The world is a crowded street in his early and middle years, but by his 70s he notes more and more the passing of friends and the decline of his faculties. He confesses that he finds himself conversing with the dead. He likens himself to a shop owner shutting down his business and notes that he had forgotten the name of Katharine Hepburn’s on- and off-screen companion, “Somebody Tracy.”

Suffering does empower him to console. He empathizes with Martin Amis after the loss of his father, “Lucky Jim” author Kingsley Amis.

“(L)osing a parent is something like driving through a plate-glass window. You didn’t know it was there until it shattered, and then for years to come you’re picking up the pieces — down to the last glassy splinter,” Bellow tells Amis. “Of course you are your father, and he is you. I have often felt this about my own father, whom I half expect to see when I die.”

Bellow’s last novel, “Ravelstein,” came out in 2000. He had little energy left and his new book has little from his last few years, although he was keen enough to observe his decline. In one letter, as if summoning final memories, he describes a pair of sandals from his childhood and how he tended to the leather by rubbing butter on it.

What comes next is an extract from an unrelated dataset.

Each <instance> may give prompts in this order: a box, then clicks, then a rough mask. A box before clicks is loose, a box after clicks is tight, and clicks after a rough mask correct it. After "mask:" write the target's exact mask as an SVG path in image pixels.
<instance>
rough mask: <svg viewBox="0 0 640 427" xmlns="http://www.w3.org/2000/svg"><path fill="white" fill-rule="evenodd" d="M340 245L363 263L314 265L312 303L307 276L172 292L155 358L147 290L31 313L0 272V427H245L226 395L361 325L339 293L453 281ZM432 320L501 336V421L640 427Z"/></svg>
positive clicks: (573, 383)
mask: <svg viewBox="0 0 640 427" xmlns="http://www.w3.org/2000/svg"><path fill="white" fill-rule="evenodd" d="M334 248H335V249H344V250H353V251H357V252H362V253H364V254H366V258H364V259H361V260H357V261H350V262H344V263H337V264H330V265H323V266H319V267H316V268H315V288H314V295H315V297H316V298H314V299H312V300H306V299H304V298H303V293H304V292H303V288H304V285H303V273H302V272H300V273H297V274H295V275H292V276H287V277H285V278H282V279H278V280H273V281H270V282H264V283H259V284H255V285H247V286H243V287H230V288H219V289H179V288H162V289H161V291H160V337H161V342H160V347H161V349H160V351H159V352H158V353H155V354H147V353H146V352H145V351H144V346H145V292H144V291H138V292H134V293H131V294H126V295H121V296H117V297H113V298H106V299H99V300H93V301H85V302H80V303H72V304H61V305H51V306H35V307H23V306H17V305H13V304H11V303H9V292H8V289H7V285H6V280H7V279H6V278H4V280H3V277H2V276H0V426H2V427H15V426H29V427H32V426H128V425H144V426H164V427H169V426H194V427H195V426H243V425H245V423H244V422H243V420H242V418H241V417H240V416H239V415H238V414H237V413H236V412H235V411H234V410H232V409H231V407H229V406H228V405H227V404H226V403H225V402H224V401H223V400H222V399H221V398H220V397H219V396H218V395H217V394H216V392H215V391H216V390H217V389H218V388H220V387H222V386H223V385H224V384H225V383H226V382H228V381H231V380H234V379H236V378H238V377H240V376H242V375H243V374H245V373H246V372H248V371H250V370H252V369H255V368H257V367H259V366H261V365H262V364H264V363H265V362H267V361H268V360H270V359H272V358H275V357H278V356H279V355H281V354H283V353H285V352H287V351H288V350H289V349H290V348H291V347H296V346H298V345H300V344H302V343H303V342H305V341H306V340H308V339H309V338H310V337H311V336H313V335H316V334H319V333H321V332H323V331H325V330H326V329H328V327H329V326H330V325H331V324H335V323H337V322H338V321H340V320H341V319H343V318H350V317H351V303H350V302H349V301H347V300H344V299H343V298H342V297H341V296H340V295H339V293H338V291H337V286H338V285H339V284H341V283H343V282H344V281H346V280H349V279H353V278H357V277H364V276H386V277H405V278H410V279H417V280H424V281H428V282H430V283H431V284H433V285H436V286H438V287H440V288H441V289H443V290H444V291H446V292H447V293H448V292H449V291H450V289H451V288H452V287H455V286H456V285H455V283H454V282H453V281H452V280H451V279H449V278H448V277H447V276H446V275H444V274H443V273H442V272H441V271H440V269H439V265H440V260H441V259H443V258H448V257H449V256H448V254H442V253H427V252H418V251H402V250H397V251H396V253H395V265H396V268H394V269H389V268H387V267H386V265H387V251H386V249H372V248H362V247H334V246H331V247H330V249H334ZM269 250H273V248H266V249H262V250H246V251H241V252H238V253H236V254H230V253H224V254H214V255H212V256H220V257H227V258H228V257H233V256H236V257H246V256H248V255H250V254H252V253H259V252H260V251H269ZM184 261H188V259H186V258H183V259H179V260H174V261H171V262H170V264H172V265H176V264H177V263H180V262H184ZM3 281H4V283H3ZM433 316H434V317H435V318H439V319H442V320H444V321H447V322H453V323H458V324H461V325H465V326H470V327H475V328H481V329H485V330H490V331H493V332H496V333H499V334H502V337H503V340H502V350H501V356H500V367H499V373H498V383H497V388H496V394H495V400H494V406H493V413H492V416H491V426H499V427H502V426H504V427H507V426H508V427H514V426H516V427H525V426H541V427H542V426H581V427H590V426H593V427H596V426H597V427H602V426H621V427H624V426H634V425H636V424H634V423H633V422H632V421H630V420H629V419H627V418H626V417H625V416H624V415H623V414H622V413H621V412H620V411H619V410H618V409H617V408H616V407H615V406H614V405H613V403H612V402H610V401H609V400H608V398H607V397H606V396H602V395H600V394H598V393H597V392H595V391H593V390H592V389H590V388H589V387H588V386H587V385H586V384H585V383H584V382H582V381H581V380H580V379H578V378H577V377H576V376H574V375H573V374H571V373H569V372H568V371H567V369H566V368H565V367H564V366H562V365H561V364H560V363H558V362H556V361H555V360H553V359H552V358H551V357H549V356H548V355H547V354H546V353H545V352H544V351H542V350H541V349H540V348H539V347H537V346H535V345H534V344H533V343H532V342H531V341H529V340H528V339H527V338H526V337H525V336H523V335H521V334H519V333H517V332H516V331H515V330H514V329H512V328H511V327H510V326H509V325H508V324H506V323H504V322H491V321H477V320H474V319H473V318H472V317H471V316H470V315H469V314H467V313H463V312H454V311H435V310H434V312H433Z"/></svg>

In a brief note from 2002, Bellow writes of how artists often feel surrounded by fakes and betrayers— “goats and monkeys” — but he vows to not give up.

“Actually, I’ve never stopped looking for the real thing, and often I find the real thing,” he wrote. “To fall into despair is just a high-class way of turning into a dope. I choose to laugh, and laugh at myself no less than at others.”